何もないところでぼんやり立っていたり、座っていると、「あの人、あんなところで何してるんだろう?」という目で見られるかもしれませんが、薪ストーブでは薪ストーブで暖を取ることができますし、また、薪ストーブに火をくべたり、上にかけているヤカンの水が減ってないか確認したり、囲いの柵に布巾を干したり… 薪ストーブの周りにいると手持ち無沙汰になることも少ないように思います。薪ストーブは、このように周りに居ることに名分を与えてくれるので、結果として、周りに人を集め、そこから会話が生まれてくる。まるで、人と人との関係を薪ストーブが媒介しているかのようです。
今年の春、Hさんがクルミを割る方法を教えてくださいました。クルミを10〜15分くらい煎ると、クルミの先が少し開くので、そこに包丁を入れて2つに割るという方法です。この日も、Hさんが家からフライパンを持参し、クルミを割るところを見せてくださいました。最近のガスコンロは鍋底の温度を感知して、火が弱まる仕組みになっています。それだを、クルミを煎り続けることはできません。だから、ガスコンロより薪ストーブがよく、また、テフロン加工のフライパンは傷んでしまうため、昔ながらの鉄のフライパンがよいのだとのこと。Hさんは、わざわざ鉄製のフライパンを取り寄せて購入したとのこと。Hさんが煎って先が割れたクルミを、Tさんが包丁で2つに割っていきました。50個ほどのクルミは20分ほどで2つに割り終えました。

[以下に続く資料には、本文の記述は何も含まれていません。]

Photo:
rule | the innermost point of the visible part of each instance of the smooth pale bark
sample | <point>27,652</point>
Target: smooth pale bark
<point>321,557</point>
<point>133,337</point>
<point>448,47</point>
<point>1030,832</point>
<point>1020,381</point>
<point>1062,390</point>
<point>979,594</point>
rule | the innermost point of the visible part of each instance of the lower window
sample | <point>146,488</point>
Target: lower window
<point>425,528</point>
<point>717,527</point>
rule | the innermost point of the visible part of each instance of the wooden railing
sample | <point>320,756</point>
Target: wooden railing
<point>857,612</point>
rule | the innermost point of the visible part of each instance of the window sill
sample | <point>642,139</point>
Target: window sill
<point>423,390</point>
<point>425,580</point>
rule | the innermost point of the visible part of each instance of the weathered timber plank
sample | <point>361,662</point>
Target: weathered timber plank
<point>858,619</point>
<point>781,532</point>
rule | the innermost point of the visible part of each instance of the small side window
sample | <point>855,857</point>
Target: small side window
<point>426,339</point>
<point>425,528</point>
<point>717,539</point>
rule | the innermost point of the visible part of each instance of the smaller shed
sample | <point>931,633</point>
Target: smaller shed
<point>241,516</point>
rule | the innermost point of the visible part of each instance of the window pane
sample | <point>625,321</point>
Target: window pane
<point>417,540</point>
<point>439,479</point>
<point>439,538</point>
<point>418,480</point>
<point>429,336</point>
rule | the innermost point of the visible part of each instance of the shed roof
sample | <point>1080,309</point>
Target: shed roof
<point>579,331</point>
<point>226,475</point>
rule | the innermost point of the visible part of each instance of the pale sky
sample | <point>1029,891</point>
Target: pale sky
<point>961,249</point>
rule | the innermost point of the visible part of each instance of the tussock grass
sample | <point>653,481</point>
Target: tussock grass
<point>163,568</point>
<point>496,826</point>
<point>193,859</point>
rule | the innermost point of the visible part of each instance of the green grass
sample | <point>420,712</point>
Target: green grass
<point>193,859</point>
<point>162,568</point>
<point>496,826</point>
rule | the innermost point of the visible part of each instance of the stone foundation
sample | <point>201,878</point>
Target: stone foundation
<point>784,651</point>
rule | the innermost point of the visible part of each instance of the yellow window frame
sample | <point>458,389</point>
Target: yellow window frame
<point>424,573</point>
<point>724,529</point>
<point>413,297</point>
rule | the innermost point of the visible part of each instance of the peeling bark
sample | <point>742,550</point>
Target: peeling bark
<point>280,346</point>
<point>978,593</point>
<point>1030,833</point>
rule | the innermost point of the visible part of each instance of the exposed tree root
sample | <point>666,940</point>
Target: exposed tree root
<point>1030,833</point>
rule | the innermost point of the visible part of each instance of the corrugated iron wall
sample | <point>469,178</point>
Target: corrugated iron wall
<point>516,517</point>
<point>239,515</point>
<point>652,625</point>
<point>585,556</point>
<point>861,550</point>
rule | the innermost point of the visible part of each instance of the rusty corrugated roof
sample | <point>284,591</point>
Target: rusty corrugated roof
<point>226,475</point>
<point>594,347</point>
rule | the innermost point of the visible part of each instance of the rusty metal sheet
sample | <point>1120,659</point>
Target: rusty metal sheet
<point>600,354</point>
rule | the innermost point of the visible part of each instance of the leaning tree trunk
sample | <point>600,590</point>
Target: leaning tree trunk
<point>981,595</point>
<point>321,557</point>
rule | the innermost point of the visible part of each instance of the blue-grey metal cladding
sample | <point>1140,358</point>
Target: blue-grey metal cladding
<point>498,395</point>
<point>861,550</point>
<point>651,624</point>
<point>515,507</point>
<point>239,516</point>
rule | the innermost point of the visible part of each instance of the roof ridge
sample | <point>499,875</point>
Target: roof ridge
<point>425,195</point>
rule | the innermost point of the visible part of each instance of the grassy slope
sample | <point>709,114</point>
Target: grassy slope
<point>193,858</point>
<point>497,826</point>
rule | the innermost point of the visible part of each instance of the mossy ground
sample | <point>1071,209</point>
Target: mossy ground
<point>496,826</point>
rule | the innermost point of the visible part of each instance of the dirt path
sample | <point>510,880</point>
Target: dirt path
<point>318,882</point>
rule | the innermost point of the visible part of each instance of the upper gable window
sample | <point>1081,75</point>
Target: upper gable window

クルミを煎って割る方法を知らなかったという方からは、握って殻をくだく機械は持ってるけどなかなか大変で… と話されていました。クルミをもらっても割るのが面倒だから、食べずに他の人にあげてしまうという方も。その話を聞いて、「家にあるクルミ持ってきたら、やってあげるよ」とHさん。
ささやかなことかもしれませんが、クルミを簡単に割る方法という暮らしの知恵を、居合わせた人同士で教え/教えられるという学びが生まれていること。今年の春、Hさんがクルミ割りの方法を教えてくださった時にも感じましたが、「居場所ハウス」はそれぞれの人が身につけた暮らしの知恵が、日々の運営を通して学び合えるような場所であり続けて欲しいと思います。
エアコンで暖房をして、ガスコンロしかない場所だとHさんはクルミ割りをしようと思わなかったかもしれません。薪ストーブという昔ながらの生活の道具が、学び合いを媒介しているとすれば、「居場所ハウス」が古民家を移築・再生した空間になっていることの意味があるのだと思います。